Welche Rolle spielen Sie genau als Investor?

Es gibt Firmen, die machen sehr viel selbstständig, es gibt aber auch Beispiele, wie das genannte, die Unterstützung brauchen. Rudolf Wild war, als er in die Sendung kam, 79 Jahre alt. Er wollte mit seiner multifunktionalen Gartenharke kein Unternehmen aufbauen, sondern die Idee, die er in der Garage entwickelt hatte, im Handel sehen. Er brauchte ein Rundum-sorglos-Paket: Einkauf, Finanzierung, Vertrieb, Qualitätskontrolle, Rechtsberatung, das volle Programm eben. Wir bauen das Unternehmen mit auf und achten darauf, dass die Gründer nicht zu sehr ins Risiko gehen müssen. Es kommt ja leider auch bei „Die Höhle der Löwen“ vor, dass ein Produkt nicht funktioniert. Bei uns hat aber noch nie jemand Geld verloren.

Oft geht es bei Ihren Produkten um sogenannte Problemlöser. Was ist das genau?

Zum einen müssen die Produkte für den Alltag brauchbar sein. So wie der Rostschreck, ein Metallmagnet, den man in den Geschirrspüler legt und der Rostflecken an Geschirr und Pfannenböden verhindert. Das kann jeder Haushalt gebrauchen, der einen Geschirrspüler hat.

Sie haben Ihr Unternehmen an die Firma Social Chain Ihres DHDL-Mit-Juroren Georg Kofler verkauft, sitzen weiter im Vorstand. Was versprechen Sie sich von diesem Zusammenschluss?

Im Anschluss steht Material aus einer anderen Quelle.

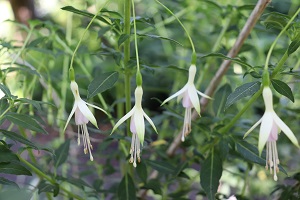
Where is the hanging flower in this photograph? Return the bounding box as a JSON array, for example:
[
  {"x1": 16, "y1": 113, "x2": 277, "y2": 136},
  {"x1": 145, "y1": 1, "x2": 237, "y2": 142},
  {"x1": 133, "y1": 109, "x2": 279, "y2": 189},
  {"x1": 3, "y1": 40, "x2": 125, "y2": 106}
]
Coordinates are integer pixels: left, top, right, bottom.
[
  {"x1": 112, "y1": 86, "x2": 157, "y2": 167},
  {"x1": 64, "y1": 81, "x2": 106, "y2": 161},
  {"x1": 244, "y1": 87, "x2": 299, "y2": 181},
  {"x1": 161, "y1": 64, "x2": 212, "y2": 141}
]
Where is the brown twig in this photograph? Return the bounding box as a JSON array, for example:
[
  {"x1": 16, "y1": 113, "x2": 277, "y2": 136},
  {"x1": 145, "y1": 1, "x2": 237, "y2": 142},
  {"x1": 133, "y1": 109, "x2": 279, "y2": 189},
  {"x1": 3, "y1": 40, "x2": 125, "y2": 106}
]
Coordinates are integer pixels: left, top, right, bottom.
[{"x1": 141, "y1": 0, "x2": 271, "y2": 197}]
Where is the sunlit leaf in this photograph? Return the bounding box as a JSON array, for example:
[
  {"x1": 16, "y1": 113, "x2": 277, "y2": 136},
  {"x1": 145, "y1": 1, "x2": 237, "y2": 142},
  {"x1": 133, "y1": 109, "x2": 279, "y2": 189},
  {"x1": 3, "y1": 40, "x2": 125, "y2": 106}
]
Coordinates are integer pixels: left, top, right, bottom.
[
  {"x1": 201, "y1": 53, "x2": 253, "y2": 68},
  {"x1": 138, "y1": 34, "x2": 183, "y2": 46},
  {"x1": 55, "y1": 140, "x2": 70, "y2": 167},
  {"x1": 271, "y1": 79, "x2": 295, "y2": 102},
  {"x1": 213, "y1": 84, "x2": 232, "y2": 116},
  {"x1": 5, "y1": 112, "x2": 47, "y2": 134},
  {"x1": 225, "y1": 81, "x2": 261, "y2": 109},
  {"x1": 200, "y1": 152, "x2": 223, "y2": 200},
  {"x1": 0, "y1": 177, "x2": 19, "y2": 188},
  {"x1": 0, "y1": 145, "x2": 19, "y2": 163},
  {"x1": 0, "y1": 129, "x2": 39, "y2": 149},
  {"x1": 88, "y1": 72, "x2": 119, "y2": 98},
  {"x1": 236, "y1": 141, "x2": 287, "y2": 175},
  {"x1": 142, "y1": 179, "x2": 162, "y2": 195},
  {"x1": 145, "y1": 160, "x2": 175, "y2": 174}
]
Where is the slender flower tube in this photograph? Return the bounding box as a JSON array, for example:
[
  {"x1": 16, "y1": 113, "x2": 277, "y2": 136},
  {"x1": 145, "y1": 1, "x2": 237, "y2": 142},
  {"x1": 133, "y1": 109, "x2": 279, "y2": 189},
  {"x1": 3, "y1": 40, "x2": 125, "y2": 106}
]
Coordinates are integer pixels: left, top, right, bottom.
[
  {"x1": 244, "y1": 86, "x2": 299, "y2": 181},
  {"x1": 112, "y1": 86, "x2": 157, "y2": 167},
  {"x1": 161, "y1": 64, "x2": 212, "y2": 142},
  {"x1": 64, "y1": 81, "x2": 106, "y2": 161}
]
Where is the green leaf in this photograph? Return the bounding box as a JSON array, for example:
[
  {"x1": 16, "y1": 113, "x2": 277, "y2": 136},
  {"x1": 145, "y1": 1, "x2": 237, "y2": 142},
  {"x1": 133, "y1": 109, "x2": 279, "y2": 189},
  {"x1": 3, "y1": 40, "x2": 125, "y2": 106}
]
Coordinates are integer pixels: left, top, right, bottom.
[
  {"x1": 138, "y1": 34, "x2": 183, "y2": 46},
  {"x1": 61, "y1": 6, "x2": 111, "y2": 25},
  {"x1": 262, "y1": 12, "x2": 290, "y2": 30},
  {"x1": 55, "y1": 140, "x2": 70, "y2": 168},
  {"x1": 0, "y1": 177, "x2": 19, "y2": 188},
  {"x1": 0, "y1": 188, "x2": 32, "y2": 200},
  {"x1": 236, "y1": 141, "x2": 288, "y2": 175},
  {"x1": 5, "y1": 113, "x2": 47, "y2": 134},
  {"x1": 0, "y1": 129, "x2": 40, "y2": 149},
  {"x1": 142, "y1": 179, "x2": 162, "y2": 195},
  {"x1": 200, "y1": 152, "x2": 223, "y2": 200},
  {"x1": 219, "y1": 137, "x2": 229, "y2": 160},
  {"x1": 88, "y1": 72, "x2": 119, "y2": 98},
  {"x1": 118, "y1": 174, "x2": 136, "y2": 200},
  {"x1": 118, "y1": 34, "x2": 129, "y2": 47},
  {"x1": 0, "y1": 145, "x2": 19, "y2": 163},
  {"x1": 37, "y1": 180, "x2": 55, "y2": 194},
  {"x1": 136, "y1": 162, "x2": 148, "y2": 183},
  {"x1": 213, "y1": 84, "x2": 232, "y2": 116},
  {"x1": 288, "y1": 32, "x2": 300, "y2": 55},
  {"x1": 0, "y1": 162, "x2": 32, "y2": 176},
  {"x1": 0, "y1": 84, "x2": 12, "y2": 98},
  {"x1": 56, "y1": 176, "x2": 92, "y2": 189},
  {"x1": 225, "y1": 81, "x2": 260, "y2": 109},
  {"x1": 201, "y1": 53, "x2": 253, "y2": 68},
  {"x1": 271, "y1": 79, "x2": 295, "y2": 102},
  {"x1": 145, "y1": 160, "x2": 175, "y2": 174}
]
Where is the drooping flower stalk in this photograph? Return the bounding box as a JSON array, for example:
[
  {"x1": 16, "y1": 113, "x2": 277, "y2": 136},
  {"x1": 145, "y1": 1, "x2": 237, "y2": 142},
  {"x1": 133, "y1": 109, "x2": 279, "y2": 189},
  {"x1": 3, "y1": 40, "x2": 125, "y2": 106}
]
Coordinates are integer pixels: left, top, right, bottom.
[
  {"x1": 244, "y1": 86, "x2": 299, "y2": 181},
  {"x1": 112, "y1": 86, "x2": 157, "y2": 167},
  {"x1": 64, "y1": 79, "x2": 106, "y2": 161},
  {"x1": 161, "y1": 64, "x2": 212, "y2": 141}
]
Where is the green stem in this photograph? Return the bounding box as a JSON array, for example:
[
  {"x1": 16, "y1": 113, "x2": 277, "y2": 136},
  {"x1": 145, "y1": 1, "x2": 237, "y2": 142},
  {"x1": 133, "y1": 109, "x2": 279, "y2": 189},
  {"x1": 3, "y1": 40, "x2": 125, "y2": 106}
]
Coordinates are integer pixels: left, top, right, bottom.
[
  {"x1": 271, "y1": 51, "x2": 289, "y2": 78},
  {"x1": 70, "y1": 0, "x2": 109, "y2": 72},
  {"x1": 196, "y1": 13, "x2": 235, "y2": 86},
  {"x1": 131, "y1": 0, "x2": 142, "y2": 86},
  {"x1": 264, "y1": 8, "x2": 300, "y2": 71},
  {"x1": 219, "y1": 87, "x2": 263, "y2": 134},
  {"x1": 124, "y1": 0, "x2": 131, "y2": 134},
  {"x1": 18, "y1": 156, "x2": 83, "y2": 200},
  {"x1": 155, "y1": 0, "x2": 197, "y2": 64},
  {"x1": 11, "y1": 28, "x2": 33, "y2": 65}
]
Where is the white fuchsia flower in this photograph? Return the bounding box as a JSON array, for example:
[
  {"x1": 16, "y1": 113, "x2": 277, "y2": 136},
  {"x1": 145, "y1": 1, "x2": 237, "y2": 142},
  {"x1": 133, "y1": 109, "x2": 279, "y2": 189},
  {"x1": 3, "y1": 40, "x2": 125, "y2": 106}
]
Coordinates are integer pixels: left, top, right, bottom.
[
  {"x1": 244, "y1": 87, "x2": 299, "y2": 181},
  {"x1": 112, "y1": 86, "x2": 157, "y2": 167},
  {"x1": 64, "y1": 81, "x2": 106, "y2": 161},
  {"x1": 161, "y1": 64, "x2": 212, "y2": 141}
]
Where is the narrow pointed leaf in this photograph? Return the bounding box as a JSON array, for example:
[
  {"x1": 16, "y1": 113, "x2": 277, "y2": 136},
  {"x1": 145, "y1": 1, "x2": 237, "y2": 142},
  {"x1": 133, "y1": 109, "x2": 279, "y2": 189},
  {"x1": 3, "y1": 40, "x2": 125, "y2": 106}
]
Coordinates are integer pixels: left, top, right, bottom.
[
  {"x1": 271, "y1": 79, "x2": 295, "y2": 102},
  {"x1": 0, "y1": 129, "x2": 40, "y2": 149},
  {"x1": 118, "y1": 174, "x2": 136, "y2": 200},
  {"x1": 213, "y1": 84, "x2": 232, "y2": 116},
  {"x1": 201, "y1": 53, "x2": 253, "y2": 68},
  {"x1": 138, "y1": 34, "x2": 183, "y2": 46},
  {"x1": 0, "y1": 177, "x2": 19, "y2": 188},
  {"x1": 145, "y1": 160, "x2": 176, "y2": 174},
  {"x1": 200, "y1": 153, "x2": 223, "y2": 200},
  {"x1": 55, "y1": 140, "x2": 70, "y2": 167},
  {"x1": 88, "y1": 72, "x2": 119, "y2": 98},
  {"x1": 225, "y1": 81, "x2": 260, "y2": 109},
  {"x1": 5, "y1": 113, "x2": 47, "y2": 134},
  {"x1": 236, "y1": 141, "x2": 288, "y2": 175}
]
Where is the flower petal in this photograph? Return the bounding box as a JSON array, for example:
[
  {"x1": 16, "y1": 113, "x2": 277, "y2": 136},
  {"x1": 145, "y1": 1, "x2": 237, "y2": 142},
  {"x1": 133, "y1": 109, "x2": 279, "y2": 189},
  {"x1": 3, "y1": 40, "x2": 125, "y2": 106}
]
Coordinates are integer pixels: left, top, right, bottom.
[
  {"x1": 133, "y1": 109, "x2": 145, "y2": 145},
  {"x1": 143, "y1": 111, "x2": 158, "y2": 134},
  {"x1": 110, "y1": 106, "x2": 135, "y2": 134},
  {"x1": 85, "y1": 102, "x2": 107, "y2": 115},
  {"x1": 78, "y1": 99, "x2": 98, "y2": 128},
  {"x1": 64, "y1": 101, "x2": 77, "y2": 132},
  {"x1": 197, "y1": 90, "x2": 213, "y2": 100},
  {"x1": 188, "y1": 85, "x2": 200, "y2": 115},
  {"x1": 272, "y1": 112, "x2": 300, "y2": 148},
  {"x1": 160, "y1": 85, "x2": 187, "y2": 106},
  {"x1": 243, "y1": 118, "x2": 262, "y2": 139},
  {"x1": 258, "y1": 112, "x2": 274, "y2": 155}
]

Es ist eher durch Zufall entstanden. Wir saßen zusammen und haben festgestellt, wie komplementär unsere Unternehmen eigentlich sind. Beide sind erfolgreich, umsatzmäßig nicht weit auseinander und ähnlich groß. Wir haben festgestellt, was die DS Gruppe kann, kann die Social Chain nicht und andersherum. Da haben wir gemerkt, welche Synergien hier möglich sind. Wir hatten keinen wirtschaftlichen Druck und haben aus einer ganz starken Position heraus verkauft. Es ist sehr langfristig gedacht, und wir haben gemerkt, dass Social Media und E-Commerce immer relevanter werden. Dafür hätten wir Abteilungen aufbauen müssen. Wir haben das große Ziel, in den nächsten zwei Jahren einen Milliardenkonzern zu entwickeln. Es war auch weniger ein Verkauf, als mehr ein Zusammenschluss. Ein Großteil des Kaufpreises wurde in Aktien bezahlt, weil wir an die gemeinsame Geschichte glauben.

Sie haben einen traditionellen, aber auch extravaganten Kleidungsstil. Wer berät Sie da?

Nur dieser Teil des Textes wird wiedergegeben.